Quoiqu’il en soit, l’angoisse est bien présente dans le récit remplaciste et dans l’expérience de ses martyrs. Cependant, ce qui fait tout l’intérêt de l’analyse de Chapoutot et d’Ingrao, c’est que le nazisme ne pose pas tellement l’angoisse comme son point de départ – si le nazisme fonctionne c’est parce qu’il est « un système culturel de désangoissement ». Autrement dit, la phase dépressive, mélancolique ou angoissée, pour devenir fascisme, au sens de national-socialisme, au sens de nazisme, elle ne peut pas rester dépression, mélancolie, angoisse. C’est pourquoi, d’ailleurs, les nazis haïssaient leur vieux maître réactionnaire Oswald Spengler : pour lui, le « déclin de l’occident » n’était pas remédiable. Le déclin de l’occident était un processus vitaliste (cosmique) affectant la forme de toute Culture entrée en son hiver impérial expansif. Spengler ne voyait pas, par exemple, dans l’impérialisme conquérant un signe de haute culture, mais un symptôme de perte de profondeur temporelle remplacée par une fantaisie passionnée pour l’extension spatiale. Il trouvait profondément ridicule les formes de « césarisme » dont on pourrait affubler les impérialismes nazis ou italiens. Bref, il était trop mélancolique, contemplatif. Ce qui fait analogie avec notre présent, c’est moins la période effectivement nazie ou effectivement fasciste, que la période pré-nazie, pré-fascisme italien au sens de période qui précède la prise de pouvoir. Autrement dit, peut-être qu’en termes d’affects, en France, on ne trouverait pas ce « système de désangoissement » à l’extrême-droite. L’extrême-droite à la Dominique Venner a beau se dire « insurgée contre la fatalité », son insurrection demeure mélancolique suicidaire.
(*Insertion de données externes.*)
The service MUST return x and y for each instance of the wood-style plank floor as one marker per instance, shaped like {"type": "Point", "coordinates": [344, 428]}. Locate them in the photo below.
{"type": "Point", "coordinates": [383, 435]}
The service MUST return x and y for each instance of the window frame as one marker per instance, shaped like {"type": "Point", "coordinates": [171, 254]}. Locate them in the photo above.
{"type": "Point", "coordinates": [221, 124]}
Sauf peut-être depuis peu…

En réalité, la question la plus difficile est bien celle-là : la question de l’espérance. La question de l’eschatologie d’extrême-droite fascisante. Encore une fois, lors de nos entretiens qui portaient sur tout autre chose, Chapoutot n’a pas évoqué cette hypothèse éventuelle : celle d’une ferveur millénariste propre, non directement à l’extrême-droite, mais aux technophiles exaltés du cybercapitalisme féodal. On sait, par exemple, à titre d’anecdote que Jeff Bezos a fait enterrer une horloge supposée pouvoir fonctionner en autonomie pendant dix-mille ans. Ce serait là, non pas du millénarisme, mais du dix-millénarisme ! Ces Ozymandias de pacotilles, pharaons d’entrepôts logistiques, semblent pourtant bien agréger autour d’eux, du technoféodalisme, et de l’intelligence artificielle toute un messianisme déjà bien renseigné depuis des dizaines d’années. L’eschatologie de la Singularité, qui faisait beaucoup parler d’elle il y a dix ans, est-elle encore très forte ? À mon sens, les réussites récentes en Intelligence Artificielle n’ont paradoxalement pas renforcé l’enthousiasme messianique mais révélé la supercherie technologique de toute résolution de problèmes (la stupidité du techno-solutionnisme) : non seulement l’Intelligence Artificielle devient une sorte de chat-bot équivalent à Wikipedia pour décérébrés, mais elle vient remplacer en les révélant comme telles, toutes les fonctions laborieuses sur lesquelles, selon un vieux principe industriel datant du XIX° siècle, on ne plaçait plus que des zombis mécaniques. Autrement dit : l’IA vient simplement se substituer à toutes les activités qui avaient pu être déjà mécanisées au niveau de « l’intelligence ». Si elle peut écrire un scénario, c’est parce que les « recettes » sclérosées du scénario étaient déjà somme toutes assez convenues et rigidifiées.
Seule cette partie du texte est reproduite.